Docker deployment#
This guide provides step-by-step instructions for deploying AMD Inference Microservice (AIM) container that supports different variants of Llama-3.1-8B-Instruct model. Follow these instructions to quickly get started with running an AI model on AMD GPUs. For more detailed information, please refer to development documentation.
Prerequisites#
AMD GPU with ROCm support (e.g., MI300X, MI325X)
Docker installed and configured with GPU support
Access to model repositories (Hugging Face account with appropriate permissions for gated models)
1. Docker deployment#
1.1 Running the container#
docker run \
-e HF_TOKEN=<YOUR_HUGGINGFACE_TOKEN> \
--device=/dev/kfd --device=/dev/dri \
-p 8000:8000 \
amdenterpriseai/aim-meta-llama-llama-3-1-8b-instruct:0.8.5
Where <YOUR_HUGGINGFACE_TOKEN> is your Hugging Face access token (required for gated models)
1.2 Customizing deployment with environment variables#
Customize your deployment with optional environment variables.
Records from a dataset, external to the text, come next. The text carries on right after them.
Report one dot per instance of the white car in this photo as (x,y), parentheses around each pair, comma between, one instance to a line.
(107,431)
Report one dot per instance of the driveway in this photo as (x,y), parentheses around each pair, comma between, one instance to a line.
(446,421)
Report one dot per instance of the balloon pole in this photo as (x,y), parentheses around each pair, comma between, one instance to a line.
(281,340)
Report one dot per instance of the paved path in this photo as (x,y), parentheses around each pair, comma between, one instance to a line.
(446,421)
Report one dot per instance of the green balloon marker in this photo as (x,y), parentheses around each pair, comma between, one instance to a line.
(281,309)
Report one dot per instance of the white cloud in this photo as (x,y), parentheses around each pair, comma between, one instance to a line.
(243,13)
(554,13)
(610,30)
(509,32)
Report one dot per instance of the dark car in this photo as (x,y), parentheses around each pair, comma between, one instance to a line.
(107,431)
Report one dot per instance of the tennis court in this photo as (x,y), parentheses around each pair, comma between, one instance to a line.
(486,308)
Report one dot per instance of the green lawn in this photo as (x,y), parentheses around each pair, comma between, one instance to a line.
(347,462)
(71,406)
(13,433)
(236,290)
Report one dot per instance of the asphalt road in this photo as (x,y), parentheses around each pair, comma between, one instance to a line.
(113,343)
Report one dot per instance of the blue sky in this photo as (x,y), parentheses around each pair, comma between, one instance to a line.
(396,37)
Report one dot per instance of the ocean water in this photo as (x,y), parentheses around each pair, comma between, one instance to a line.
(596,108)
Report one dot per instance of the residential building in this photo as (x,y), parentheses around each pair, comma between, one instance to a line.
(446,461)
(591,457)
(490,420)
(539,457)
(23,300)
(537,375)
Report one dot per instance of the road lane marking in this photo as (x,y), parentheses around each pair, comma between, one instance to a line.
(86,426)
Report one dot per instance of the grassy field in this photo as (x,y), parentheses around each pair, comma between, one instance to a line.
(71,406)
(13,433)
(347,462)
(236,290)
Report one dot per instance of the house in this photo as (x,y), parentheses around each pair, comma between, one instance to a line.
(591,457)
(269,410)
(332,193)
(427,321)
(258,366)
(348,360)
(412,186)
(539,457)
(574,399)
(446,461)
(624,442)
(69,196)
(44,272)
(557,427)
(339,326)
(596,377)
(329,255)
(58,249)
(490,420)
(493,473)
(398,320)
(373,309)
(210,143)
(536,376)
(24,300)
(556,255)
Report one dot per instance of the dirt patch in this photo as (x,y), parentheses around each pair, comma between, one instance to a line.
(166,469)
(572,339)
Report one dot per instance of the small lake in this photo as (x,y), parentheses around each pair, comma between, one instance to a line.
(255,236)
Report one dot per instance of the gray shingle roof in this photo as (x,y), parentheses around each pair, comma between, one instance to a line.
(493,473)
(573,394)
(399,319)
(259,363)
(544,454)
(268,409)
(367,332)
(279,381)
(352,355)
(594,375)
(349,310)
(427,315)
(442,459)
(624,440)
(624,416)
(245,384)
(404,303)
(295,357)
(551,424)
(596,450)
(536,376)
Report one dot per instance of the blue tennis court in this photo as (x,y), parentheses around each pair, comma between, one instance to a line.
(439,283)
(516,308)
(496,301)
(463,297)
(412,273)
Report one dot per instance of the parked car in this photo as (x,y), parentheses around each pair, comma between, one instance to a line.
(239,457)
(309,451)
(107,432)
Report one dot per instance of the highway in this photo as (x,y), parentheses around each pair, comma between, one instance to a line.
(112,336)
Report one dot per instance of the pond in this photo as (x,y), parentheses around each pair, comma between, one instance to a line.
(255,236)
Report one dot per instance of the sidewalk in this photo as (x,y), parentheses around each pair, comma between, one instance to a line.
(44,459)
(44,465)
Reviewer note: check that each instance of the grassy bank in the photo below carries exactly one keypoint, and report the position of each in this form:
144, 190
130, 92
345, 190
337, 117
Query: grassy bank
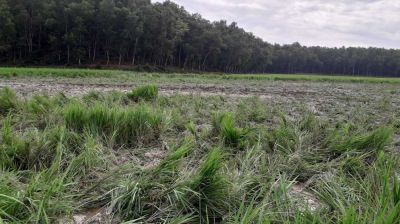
7, 72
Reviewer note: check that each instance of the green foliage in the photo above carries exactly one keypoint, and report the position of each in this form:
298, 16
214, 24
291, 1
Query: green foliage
208, 188
147, 93
8, 101
102, 152
224, 124
374, 141
129, 126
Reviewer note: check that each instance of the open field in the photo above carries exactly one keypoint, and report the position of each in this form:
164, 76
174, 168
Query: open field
97, 146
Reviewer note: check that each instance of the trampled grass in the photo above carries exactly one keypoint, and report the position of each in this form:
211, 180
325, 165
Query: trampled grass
192, 159
9, 72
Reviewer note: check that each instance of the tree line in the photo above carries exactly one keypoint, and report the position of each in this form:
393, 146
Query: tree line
138, 32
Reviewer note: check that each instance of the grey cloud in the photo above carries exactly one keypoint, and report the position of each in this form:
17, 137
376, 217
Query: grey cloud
331, 23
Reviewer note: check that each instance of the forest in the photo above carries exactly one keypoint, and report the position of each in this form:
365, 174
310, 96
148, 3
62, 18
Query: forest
139, 33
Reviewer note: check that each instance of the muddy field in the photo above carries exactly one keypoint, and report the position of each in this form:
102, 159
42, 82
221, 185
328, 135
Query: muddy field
323, 98
190, 108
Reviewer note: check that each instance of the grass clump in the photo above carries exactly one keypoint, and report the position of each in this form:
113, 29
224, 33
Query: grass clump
207, 190
146, 93
224, 124
129, 126
375, 141
8, 101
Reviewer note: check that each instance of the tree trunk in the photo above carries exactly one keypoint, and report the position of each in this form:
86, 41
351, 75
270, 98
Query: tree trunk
94, 50
108, 56
68, 55
134, 52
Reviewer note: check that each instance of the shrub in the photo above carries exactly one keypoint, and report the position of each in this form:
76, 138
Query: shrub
147, 93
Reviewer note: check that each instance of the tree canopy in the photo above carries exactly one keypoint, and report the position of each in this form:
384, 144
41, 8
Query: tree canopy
138, 32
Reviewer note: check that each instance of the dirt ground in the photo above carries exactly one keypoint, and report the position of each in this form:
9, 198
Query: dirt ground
324, 99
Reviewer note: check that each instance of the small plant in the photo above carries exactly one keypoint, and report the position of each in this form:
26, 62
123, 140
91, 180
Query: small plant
208, 187
75, 116
8, 100
224, 124
146, 93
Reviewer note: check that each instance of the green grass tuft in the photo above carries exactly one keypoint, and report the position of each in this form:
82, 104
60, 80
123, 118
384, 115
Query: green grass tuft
146, 93
8, 101
224, 124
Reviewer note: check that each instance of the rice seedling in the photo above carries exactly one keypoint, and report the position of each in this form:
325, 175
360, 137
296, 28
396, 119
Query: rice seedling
147, 93
224, 124
207, 189
8, 101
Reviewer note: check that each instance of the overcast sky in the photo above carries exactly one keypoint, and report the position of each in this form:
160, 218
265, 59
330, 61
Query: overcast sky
332, 23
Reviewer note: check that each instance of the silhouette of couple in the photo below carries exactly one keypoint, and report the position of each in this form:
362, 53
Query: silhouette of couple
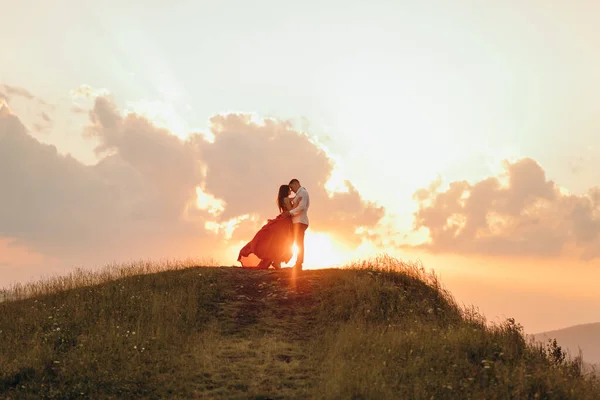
272, 244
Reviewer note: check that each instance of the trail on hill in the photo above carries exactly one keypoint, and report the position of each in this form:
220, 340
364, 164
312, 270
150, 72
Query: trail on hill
265, 329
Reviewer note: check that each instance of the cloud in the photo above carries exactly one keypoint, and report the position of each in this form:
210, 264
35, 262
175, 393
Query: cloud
17, 91
520, 213
121, 207
250, 158
153, 194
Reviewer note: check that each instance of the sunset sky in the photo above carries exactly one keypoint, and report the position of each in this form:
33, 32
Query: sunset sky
463, 134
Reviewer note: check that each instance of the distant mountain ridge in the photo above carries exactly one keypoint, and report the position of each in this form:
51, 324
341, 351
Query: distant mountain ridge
585, 337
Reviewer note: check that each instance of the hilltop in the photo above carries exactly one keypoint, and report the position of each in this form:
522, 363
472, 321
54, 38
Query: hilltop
380, 329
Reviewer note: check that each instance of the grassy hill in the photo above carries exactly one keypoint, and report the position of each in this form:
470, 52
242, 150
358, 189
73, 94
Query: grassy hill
378, 330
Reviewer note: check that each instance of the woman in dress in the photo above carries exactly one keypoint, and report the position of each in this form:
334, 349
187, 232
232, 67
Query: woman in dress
272, 244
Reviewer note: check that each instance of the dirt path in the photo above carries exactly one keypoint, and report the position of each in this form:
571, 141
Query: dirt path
265, 330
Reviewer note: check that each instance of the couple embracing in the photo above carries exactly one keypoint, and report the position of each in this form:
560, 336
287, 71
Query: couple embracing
272, 244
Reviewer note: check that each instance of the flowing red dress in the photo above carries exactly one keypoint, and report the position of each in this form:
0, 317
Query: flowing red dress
272, 242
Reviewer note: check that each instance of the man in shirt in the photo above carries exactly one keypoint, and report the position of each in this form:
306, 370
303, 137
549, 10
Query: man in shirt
299, 219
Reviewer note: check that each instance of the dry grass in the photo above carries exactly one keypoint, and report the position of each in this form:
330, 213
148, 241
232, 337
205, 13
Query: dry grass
377, 329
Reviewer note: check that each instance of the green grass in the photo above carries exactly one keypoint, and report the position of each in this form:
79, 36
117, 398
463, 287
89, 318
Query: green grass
379, 329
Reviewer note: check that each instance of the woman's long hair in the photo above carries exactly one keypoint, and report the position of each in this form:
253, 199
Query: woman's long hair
284, 191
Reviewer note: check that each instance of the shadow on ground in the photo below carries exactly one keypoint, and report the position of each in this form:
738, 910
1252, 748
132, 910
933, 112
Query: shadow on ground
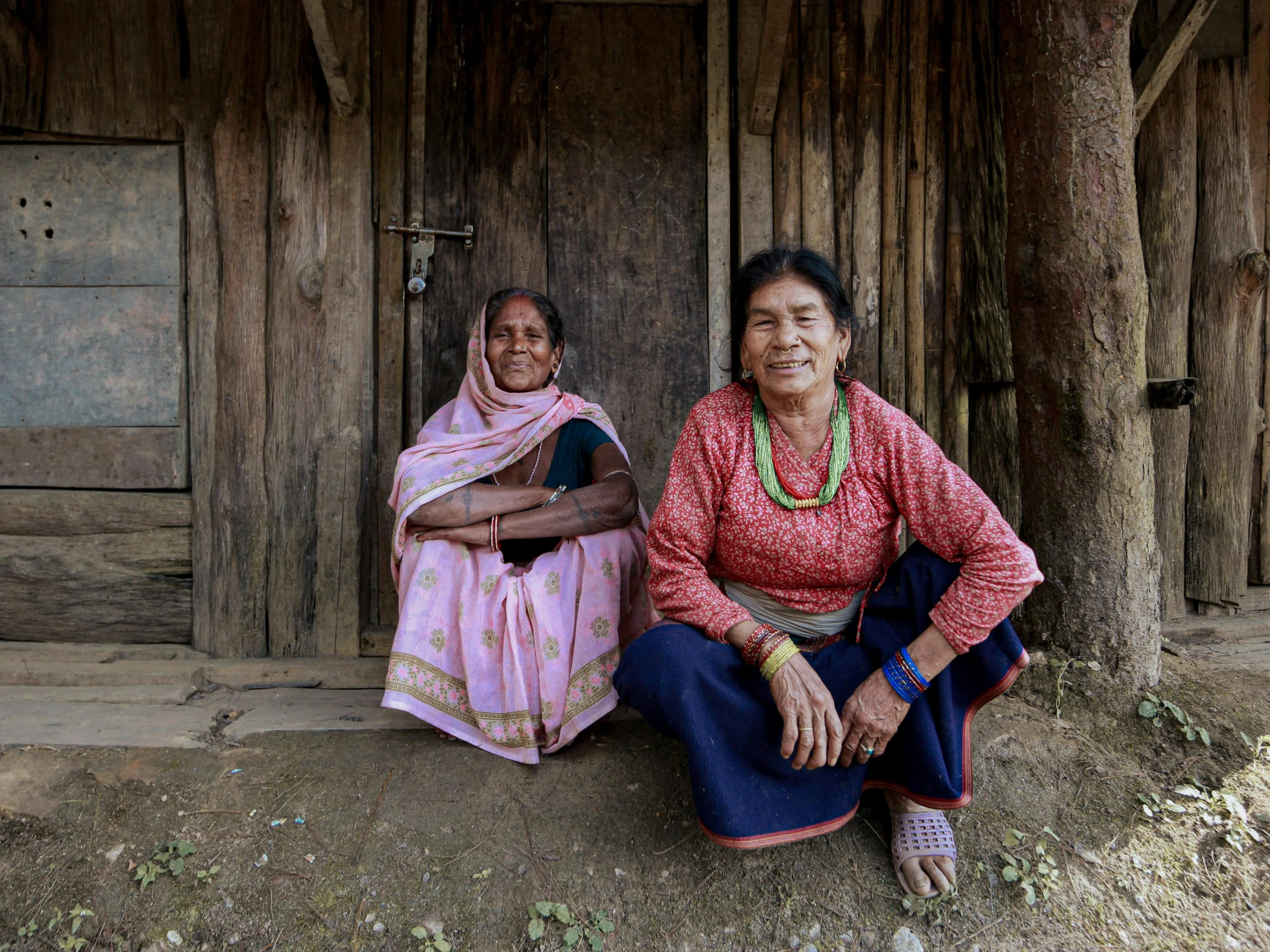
354, 839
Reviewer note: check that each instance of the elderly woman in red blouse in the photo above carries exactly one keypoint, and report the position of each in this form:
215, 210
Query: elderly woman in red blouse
794, 638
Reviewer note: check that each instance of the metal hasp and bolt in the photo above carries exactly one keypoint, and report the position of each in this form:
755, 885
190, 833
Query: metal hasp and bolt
424, 243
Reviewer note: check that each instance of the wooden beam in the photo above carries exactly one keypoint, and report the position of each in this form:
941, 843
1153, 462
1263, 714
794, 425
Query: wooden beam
328, 55
718, 193
1177, 33
771, 60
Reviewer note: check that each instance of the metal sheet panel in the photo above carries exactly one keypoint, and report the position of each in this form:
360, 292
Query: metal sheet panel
91, 357
75, 215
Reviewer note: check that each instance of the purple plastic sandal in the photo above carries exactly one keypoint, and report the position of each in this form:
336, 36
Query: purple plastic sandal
916, 836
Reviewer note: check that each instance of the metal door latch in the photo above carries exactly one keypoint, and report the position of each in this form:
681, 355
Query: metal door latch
424, 243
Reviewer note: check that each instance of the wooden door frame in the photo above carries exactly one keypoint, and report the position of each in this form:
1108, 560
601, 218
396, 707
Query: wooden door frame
401, 66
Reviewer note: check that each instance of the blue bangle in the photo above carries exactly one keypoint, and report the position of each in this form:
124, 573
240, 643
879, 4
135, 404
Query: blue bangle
914, 669
900, 680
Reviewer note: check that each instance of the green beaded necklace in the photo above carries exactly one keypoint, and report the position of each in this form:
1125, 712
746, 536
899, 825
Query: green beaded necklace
840, 455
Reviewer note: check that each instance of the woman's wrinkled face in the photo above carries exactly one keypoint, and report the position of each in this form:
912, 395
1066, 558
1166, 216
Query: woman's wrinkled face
519, 348
791, 340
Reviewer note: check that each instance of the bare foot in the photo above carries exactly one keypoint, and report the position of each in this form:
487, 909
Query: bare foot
929, 875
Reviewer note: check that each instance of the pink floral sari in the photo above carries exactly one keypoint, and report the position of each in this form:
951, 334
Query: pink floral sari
511, 659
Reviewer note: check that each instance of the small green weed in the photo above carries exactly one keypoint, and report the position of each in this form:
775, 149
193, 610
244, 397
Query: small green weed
168, 859
1155, 710
432, 941
1033, 879
592, 929
66, 941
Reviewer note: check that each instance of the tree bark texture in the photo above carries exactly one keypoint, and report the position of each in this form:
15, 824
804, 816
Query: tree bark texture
1079, 316
1166, 218
1227, 278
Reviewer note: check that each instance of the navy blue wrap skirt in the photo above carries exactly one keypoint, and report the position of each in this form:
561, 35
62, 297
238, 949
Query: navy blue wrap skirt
747, 795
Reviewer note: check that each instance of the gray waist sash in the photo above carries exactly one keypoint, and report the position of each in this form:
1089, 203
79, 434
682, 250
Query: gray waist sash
793, 621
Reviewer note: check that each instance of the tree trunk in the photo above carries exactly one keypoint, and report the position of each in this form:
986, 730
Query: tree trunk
1227, 280
1166, 216
1079, 318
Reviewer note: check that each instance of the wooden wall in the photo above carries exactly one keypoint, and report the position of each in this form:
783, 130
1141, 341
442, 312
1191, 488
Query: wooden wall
280, 280
885, 155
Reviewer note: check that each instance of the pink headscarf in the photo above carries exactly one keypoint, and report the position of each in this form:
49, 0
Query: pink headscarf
481, 431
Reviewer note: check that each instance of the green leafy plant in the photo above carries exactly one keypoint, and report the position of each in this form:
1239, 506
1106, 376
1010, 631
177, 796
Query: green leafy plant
68, 941
1260, 747
1155, 711
1224, 810
591, 929
432, 941
168, 859
1034, 879
206, 875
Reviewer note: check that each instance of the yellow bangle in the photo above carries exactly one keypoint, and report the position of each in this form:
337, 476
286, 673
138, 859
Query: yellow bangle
780, 655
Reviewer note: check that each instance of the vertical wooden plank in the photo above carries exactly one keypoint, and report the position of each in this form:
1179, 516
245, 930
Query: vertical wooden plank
485, 167
892, 309
417, 164
867, 220
196, 106
1227, 280
845, 27
915, 214
936, 219
1165, 173
955, 420
1259, 144
817, 175
297, 333
393, 59
23, 55
343, 479
625, 220
238, 493
754, 153
788, 149
718, 193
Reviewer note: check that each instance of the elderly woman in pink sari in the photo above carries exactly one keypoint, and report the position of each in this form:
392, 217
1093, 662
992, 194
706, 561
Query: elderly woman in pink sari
519, 549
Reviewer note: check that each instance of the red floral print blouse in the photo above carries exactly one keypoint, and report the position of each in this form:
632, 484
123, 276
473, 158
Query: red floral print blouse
716, 521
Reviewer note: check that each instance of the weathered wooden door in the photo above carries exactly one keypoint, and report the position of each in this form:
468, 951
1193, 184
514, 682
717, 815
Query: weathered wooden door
571, 136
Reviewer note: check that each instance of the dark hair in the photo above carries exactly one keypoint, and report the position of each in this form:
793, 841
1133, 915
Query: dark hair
546, 309
775, 263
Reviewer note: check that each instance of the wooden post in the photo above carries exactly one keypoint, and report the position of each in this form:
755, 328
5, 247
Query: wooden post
788, 151
754, 153
1166, 218
237, 507
718, 193
343, 477
955, 419
817, 187
935, 218
391, 99
892, 324
1079, 313
846, 25
1227, 280
296, 332
915, 213
209, 30
1259, 144
867, 218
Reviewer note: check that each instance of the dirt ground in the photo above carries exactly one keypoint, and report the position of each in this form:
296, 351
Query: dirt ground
355, 839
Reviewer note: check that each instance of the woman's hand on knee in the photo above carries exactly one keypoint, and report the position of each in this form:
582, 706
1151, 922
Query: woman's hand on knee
871, 719
813, 731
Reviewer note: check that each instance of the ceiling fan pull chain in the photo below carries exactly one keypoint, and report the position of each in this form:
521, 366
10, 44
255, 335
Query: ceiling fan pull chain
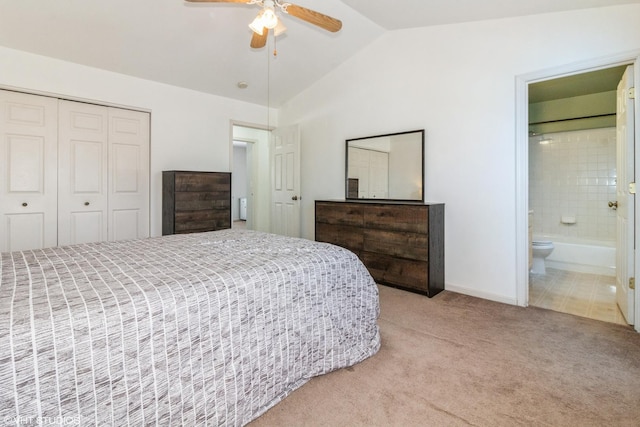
275, 48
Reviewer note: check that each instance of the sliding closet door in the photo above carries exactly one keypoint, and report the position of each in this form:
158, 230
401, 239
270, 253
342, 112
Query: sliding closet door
82, 173
28, 171
128, 174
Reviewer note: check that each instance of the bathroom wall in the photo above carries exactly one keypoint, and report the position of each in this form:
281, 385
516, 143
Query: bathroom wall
574, 175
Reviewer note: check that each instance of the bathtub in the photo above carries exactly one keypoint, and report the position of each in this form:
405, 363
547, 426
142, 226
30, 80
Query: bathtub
584, 256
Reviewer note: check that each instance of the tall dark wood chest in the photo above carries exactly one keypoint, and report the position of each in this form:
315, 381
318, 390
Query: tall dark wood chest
195, 201
401, 244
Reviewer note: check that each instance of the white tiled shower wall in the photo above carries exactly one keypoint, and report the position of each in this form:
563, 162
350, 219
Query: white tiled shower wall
574, 175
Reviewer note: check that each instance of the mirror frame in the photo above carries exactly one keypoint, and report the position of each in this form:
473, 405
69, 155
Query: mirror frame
346, 169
In the example below AIM_PORT is set to 8080 instead
of 8000. AIM_METRIC is set to throughput instead of latency. AIM_GPU_COUNT is set to 1 instead of auto,
AIM_PRECISION is set to fp16 instead of auto.
docker run \
-e AIM_PRECISION=fp16 \
-e AIM_GPU_COUNT=1 \
-e AIM_METRIC=throughput \
-e AIM_PORT=8080 \
--device=/dev/kfd --device=/dev/dri \
-p 8080:8080 \
amdenterpriseai/aim-meta-llama-llama-3-1-8b-instruct:0.8.5
Override automatic profile selection by specifying a profile directly. In the example below, AIM_PROFILE_ID is set to
vllm-mi300x-fp8-tp1-latency. All other environment variables’ values are set implicitly according to the specified
profile.
docker run \
-e AIM_PROFILE_ID=vllm-mi300x-fp8-tp1-latency \
--device=/dev/kfd --device=/dev/dri \
-p 8000:8000 \
amdenterpriseai/aim-meta-llama-llama-3-1-8b-instruct:0.8.5
2. Model caching for production#
For production environments, pre-download models to a persistent cache:
2.1 Download model to cache#
# Create persistent cache directory
mkdir -p /path/to/model-cache
# Download model using the download-to-cache command
docker run --rm \
-e HF_TOKEN=<YOUR_HUGGINGFACE_TOKEN> \
-v /path/to/model-cache:/workspace/model-cache \
amdenterpriseai/aim-meta-llama-llama-3-1-8b-instruct:0.8.5 \
download-to-cache --model-id meta-llama/Llama-3.1-8B-Instruct
2.2 Run with pre-cached model#
docker run \
-e HF_TOKEN=<YOUR_HUGGINGFACE_TOKEN> \
-v /path/to/model-cache:/workspace/model-cache \
--device=/dev/kfd --device=/dev/dri \
-p 8000:8000 \
amdenterpriseai/aim-meta-llama-llama-3-1-8b-instruct:0.8.5
3. Monitoring and troubleshooting#
3.1 Getting help on the commands#
A general help command is available as follows:
docker run \
amdenterpriseai/aim-meta-llama-llama-3-1-8b-instruct:0.8.5 \
--help
A help command for specific subcommands is also available:
docker run \
amdenterpriseai/aim-meta-llama-llama-3-1-8b-instruct:0.8.5 \
<subcommand> --help
3.2 Enabling detailed logging#
docker run \
-e AIM_LOG_LEVEL=DEBUG \
-e HF_TOKEN=<YOUR_HUGGINGFACE_TOKEN> \
--device=/dev/kfd --device=/dev/dri \
-p 8000:8000 \
amdenterpriseai/aim-meta-llama-llama-3-1-8b-instruct:0.8.5
3.3 Checking profile selection results#
It is possible to check which profile AIM selects based on the provided environment variables.
docker run \
-e AIM_GPU_COUNT=1 \
-e AIM_PRECISION=fp16 \
-e AIM_GPU_MODEL=MI300X \
-e HF_TOKEN=<YOUR_HUGGINGFACE_TOKEN> \
amdenterpriseai/aim-meta-llama-llama-3-1-8b-instruct:0.8.5 \
dry-run
3.4 List available profiles#
docker run \
amdenterpriseai/aim-meta-llama-llama-3-1-8b-instruct:0.8.5 \
list-profiles